Molti Paesi hanno inoltre annunciato che intendono depositare i loro strumenti di ratificazione dell'Accordo di Parigi subito dopo la firma. Dopo la cerimonia del 22, altri due Stati hanno firmato, portando il totale a 177 (compresa l'Unione Europea). Secondo la Casa Bianca: "Almeno 34 paesi che rappresentano il 49% delle emissioni globali di gas climalteranti ha ratificato o dichiarato che ratificherà entro il 2016". Si è messo in moto un meccanismo che potrebbe portare alla rapida entrata in vigore, ben prima di quel 2020 di cui ancora molti parlano.
Ma l'Italia firma l'Accordo di Parigi uscito dalla COP21 di dicembre 2015? E quando lo ratificherà e come? Dopo che informalmente, il governo aveva manifestato l'intenzione di firmare, come risulta dalla lista provvisoria dei Paesi, in allegato qui, effettivamente l'Italia è firmataria fin da subito dell'Accordo. Matteo Renzi ha fatto un discorso semplice e chiaro, nel quale ha voluto rimarcare l'importanza della vision a superamento della division, aggiungendo "chiudiamo gli occhi e sentiamoci in compagnia dei nostri figli e dei nostri nipoti".
Accompagnato proprio dalla sua nipotina John Kerry ha ricordato il lungo percorso fatto quando da giovane attivista anti-war di ritorno dal Vietnam si batteva per l'ambiente e da giovane senatore nel 1992 partecipava alla conferenza di Rio, fondativa dell'UNFCCC. Ha salutato la mobilitazione ambientalista e proclamato che "tutto sembra impossibile finché non viene fatto". L'Accordo è un segnale inequivocabile a governi, imprese e finanziatori, che devono lasciar perdere le fonti fossili per puntare su quelle rinnovabili - ed affrontare la dura realtà dell'adattamento ai cambiamenti climatici, tema assente dallo intervento di Renzi, nonostante proprio il suo governo abbia varato finalmente una Strategia nazionale sull'adattamento.
Kerry, dopo aver ribadito che gli USA ratificheranno questo anno ha invitato tutti a fare lo stesso. Ce la farà il Parlamento italiano? Intanto Šefcovic, il vice di Juncker, garantisce che l'UE sarà nell'ondata di chi ratifica per primo. La paura di essere esclusi dalla prima COP ha fatto i suoi effetti. E pure la Russia, che fino alla giornata di ieri non intendeva firmare si è precipitata, vedendo svanire il ruolo chiave giocato al tempo dell'entrata in vigore del Protocollo di Kyoto. E quale ruolo per la società civile? L'ONU ha già qualche proposta per l'oggi e per il domani.
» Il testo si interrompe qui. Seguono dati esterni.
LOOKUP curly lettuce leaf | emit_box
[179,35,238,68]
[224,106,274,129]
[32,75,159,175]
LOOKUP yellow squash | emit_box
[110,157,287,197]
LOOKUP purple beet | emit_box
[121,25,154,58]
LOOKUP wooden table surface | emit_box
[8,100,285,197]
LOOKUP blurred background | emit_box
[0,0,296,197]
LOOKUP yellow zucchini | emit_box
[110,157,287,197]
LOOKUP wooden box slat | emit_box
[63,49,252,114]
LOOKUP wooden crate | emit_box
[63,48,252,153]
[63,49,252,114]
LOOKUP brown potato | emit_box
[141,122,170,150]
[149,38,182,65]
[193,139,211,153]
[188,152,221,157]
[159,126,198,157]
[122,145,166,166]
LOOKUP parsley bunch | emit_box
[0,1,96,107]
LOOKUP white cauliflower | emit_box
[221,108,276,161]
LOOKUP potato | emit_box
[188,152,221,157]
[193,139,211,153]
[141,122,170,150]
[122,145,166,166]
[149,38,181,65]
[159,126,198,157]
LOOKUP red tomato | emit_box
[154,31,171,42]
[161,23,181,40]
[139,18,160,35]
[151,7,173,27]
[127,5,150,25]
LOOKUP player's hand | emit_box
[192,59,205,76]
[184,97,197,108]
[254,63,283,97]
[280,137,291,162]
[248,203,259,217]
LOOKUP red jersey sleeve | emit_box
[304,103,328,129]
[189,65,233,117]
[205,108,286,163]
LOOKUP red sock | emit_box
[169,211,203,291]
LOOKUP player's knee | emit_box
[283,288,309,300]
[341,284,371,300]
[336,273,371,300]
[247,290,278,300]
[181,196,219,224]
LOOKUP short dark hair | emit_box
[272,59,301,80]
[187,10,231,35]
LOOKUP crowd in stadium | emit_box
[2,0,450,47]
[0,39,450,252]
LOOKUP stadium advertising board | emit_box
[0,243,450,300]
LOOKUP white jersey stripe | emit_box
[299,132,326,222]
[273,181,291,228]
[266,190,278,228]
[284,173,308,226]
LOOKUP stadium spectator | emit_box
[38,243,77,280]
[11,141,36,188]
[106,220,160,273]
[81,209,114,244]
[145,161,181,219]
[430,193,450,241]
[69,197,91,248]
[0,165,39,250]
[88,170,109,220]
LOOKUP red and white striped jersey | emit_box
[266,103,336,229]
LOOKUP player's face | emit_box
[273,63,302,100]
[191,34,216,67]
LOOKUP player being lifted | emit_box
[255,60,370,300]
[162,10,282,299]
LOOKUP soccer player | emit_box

La ratifica dell'Accordo di Parigi
A valle delle firma del premier, che impegna dinanzi al mondo ad iniziare la procedura domestica di ratificazione, sarebbe quanto mai opportuna la sottoscrizione dell'Accordo di Parigi da parte del Parlamento italiano, dopo e grazie ad una effettiva discussione sui suoi meriti e limiti. Infatti si passa dal "dovere" iscritto in un annesso al Protocollo di Kyoto al "volere" da esprimersi secondo dettagliati e complessivi Contributi determinati a livello nazionale.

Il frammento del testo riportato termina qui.